Does High Dose Vitamin C Cause Kidney Stones?

 The debate over Vitamin C contributing to the formation of kidney stones has raged for decades. And just when it seems the question has been settled a new study pops up to renew the debate. Vitamin C was first postulated to be a cause for calcium oxalate kidney stones, the most common kind of kidney stone, because ascorbic acid (vitamin c) can be converted to oxalate, which when combined with calcium can accrete into kidney stones. A review of the literature reveals misconceptions and laboratory misinterpretations that solidified this belief; it turns out ascorbic acid in urine samples was converted to oxalic acid outside the body when the sample was being tested.[i]

Most naturopaths and doctors using high therapeutic doses of vitamin C with their patients would likely agree that the incidence of kidney stones in those patients is low. Most studies tend to back up this conception. An early study looked at 4-day diet recalls of men with and without kidney stones and found those afflicted were more likely to have higher dietary ascorbic acid.[ii] Several subsequent population studies have looked at the impact of vitamin C on kidney stone formation. Out of five studies looking at dietary intake of ascorbic acid in large populations of men and women (over 200,000 individuals in total) four of the studies showed no increased risk on kidney stones with levels of ascorbic acid at 1500 to 2000 mg daily.[iii],[iv],[v],[vi] One of the studies that followed men over a period of 14 years did show an age-related increase in symptomatic kidney stones with daily intake of 100 mg or more of vitamin C.[vii] Recently, a laboratory control trial looked again at oxalate absorption and formation in the body as related to vitamin c intake of 2000 mg daily, compared between groups of people who tended to develop kidney stone and those who did not. The results of the study did show a significant increase in oxalate absorption and formation in the stone –forming individuals.[viii]

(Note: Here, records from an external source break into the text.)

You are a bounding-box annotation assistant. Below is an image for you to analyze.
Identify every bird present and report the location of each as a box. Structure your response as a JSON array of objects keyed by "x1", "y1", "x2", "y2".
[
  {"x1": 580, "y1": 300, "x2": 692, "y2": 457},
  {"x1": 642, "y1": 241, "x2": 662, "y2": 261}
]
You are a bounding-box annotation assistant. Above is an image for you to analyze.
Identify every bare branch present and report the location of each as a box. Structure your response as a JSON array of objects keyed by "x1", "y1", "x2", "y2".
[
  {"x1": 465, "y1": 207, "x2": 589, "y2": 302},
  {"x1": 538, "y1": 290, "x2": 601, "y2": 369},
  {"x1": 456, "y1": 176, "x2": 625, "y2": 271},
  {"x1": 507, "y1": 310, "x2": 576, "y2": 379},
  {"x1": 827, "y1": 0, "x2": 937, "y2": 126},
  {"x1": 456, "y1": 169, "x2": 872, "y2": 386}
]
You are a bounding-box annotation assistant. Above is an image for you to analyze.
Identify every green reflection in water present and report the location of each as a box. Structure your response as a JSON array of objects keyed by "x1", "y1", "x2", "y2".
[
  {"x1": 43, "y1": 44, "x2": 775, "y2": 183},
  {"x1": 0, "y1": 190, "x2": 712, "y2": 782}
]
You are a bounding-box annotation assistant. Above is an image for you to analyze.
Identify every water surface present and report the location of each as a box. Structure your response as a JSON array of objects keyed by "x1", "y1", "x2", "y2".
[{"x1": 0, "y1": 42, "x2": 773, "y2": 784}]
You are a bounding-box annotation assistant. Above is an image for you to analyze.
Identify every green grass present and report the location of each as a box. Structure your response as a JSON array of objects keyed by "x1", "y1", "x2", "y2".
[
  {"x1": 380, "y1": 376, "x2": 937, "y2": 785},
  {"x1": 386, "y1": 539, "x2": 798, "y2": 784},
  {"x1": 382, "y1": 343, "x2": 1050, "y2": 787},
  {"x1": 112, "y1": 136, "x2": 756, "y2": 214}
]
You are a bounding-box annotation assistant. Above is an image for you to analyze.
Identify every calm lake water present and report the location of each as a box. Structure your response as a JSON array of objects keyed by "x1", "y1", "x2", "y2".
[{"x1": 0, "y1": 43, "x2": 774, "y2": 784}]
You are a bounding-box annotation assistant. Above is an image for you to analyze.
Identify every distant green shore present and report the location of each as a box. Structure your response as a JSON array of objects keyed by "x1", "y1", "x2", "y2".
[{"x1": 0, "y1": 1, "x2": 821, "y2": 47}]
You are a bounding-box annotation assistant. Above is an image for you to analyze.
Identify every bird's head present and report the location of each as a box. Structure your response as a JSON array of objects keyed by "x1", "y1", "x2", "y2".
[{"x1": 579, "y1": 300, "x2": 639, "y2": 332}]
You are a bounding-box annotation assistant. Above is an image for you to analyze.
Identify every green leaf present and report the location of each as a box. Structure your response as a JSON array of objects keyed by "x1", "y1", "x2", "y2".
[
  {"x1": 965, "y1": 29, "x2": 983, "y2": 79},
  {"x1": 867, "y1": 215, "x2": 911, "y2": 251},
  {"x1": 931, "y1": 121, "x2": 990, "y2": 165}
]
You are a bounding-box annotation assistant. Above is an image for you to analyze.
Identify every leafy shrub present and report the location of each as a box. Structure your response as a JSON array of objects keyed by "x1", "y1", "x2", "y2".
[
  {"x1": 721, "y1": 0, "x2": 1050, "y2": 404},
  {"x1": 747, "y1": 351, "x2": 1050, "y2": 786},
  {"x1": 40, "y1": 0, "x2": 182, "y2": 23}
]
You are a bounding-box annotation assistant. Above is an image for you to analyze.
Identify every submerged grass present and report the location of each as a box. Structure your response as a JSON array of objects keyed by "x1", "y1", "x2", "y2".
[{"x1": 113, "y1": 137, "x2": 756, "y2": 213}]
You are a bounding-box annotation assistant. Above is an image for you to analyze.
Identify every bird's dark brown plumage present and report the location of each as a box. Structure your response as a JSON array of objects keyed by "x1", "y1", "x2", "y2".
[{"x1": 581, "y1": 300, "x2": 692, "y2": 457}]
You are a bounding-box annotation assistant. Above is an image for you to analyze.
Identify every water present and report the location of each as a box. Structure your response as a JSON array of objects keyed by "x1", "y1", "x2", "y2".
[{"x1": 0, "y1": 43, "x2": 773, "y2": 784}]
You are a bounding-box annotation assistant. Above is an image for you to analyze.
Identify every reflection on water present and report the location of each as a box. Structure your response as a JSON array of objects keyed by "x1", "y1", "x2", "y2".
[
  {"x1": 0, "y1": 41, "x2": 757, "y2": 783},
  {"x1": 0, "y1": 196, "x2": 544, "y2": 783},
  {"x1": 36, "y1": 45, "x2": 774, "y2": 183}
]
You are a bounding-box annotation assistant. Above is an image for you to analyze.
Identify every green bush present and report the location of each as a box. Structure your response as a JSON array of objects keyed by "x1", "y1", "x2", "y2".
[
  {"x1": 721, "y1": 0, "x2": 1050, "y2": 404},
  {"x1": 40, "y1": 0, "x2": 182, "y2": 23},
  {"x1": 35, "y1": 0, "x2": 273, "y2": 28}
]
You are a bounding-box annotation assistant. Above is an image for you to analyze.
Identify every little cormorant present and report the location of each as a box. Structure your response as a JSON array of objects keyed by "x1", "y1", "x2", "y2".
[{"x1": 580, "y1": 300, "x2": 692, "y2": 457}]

So what can one conclude from all these studies and can we finally lay this debate to rest? The overwhelming evidence points to little to no effect of vitamin C intake, at levels between 1000 and 2000 mg daily, on kidney stone formation. However there is conflicting evidence, especially in older adult males, that vitamin C can contribute to kidney stones. Finally, among those who are predisposed to form kidney stones, higher dietary intake of vitamin C does seem to increase oxalate levels, hence a risk of increased kidney stones. That means that for most of us, vitamin C will not likely contribute to kidney stone formation. But, caution is advised among those that have a history of forming calcium-oxalate kidney stones, and lowered intake of vitamin C may be warranted in this population.

References:

[i] Hoffer A: Ascorbic acid and kidney stones. Can Med Assoc J 1985, 32:320 [letter].

[ii] Power C; Barker DJ; Nelson M; Wilson PD: Diet and renal stones: a case-control study. Br J Urol 1984, 56: 456-9.

[iii] Curhan CG et al.: A prospective study of the intake of vitamin C and B6 and the risk of kidney stones in men. J Urol 1996, 155: 1847-51.

[iv] Sowers MR et al.: Prevalence of renal stones in a population-based study with dietary calcium, oxalate and medication exposures. Am J Epidemiol 1998, 147: 914-20.

[v] Simon Ja, Hudes ES: Relation of serum ascorbic acid to serum B12, serum ferritin, and kidney stones in US adults. Arch Intern Med 1999, 159:619-24.

[vi] Curhan GC, et al.: Intake of vitamins B6 and C and the risk of kidney stones in women. J Am Soc Nephrol 1999, 10: 840-5.

[vii] Taylor En, Stampfer Mj, Curhan GC: Dietary factors and the risk of incident kidney stones in men: new insights after 14 years of follow-up. J Am Soc Nephrol 2004, 15: 3225-32.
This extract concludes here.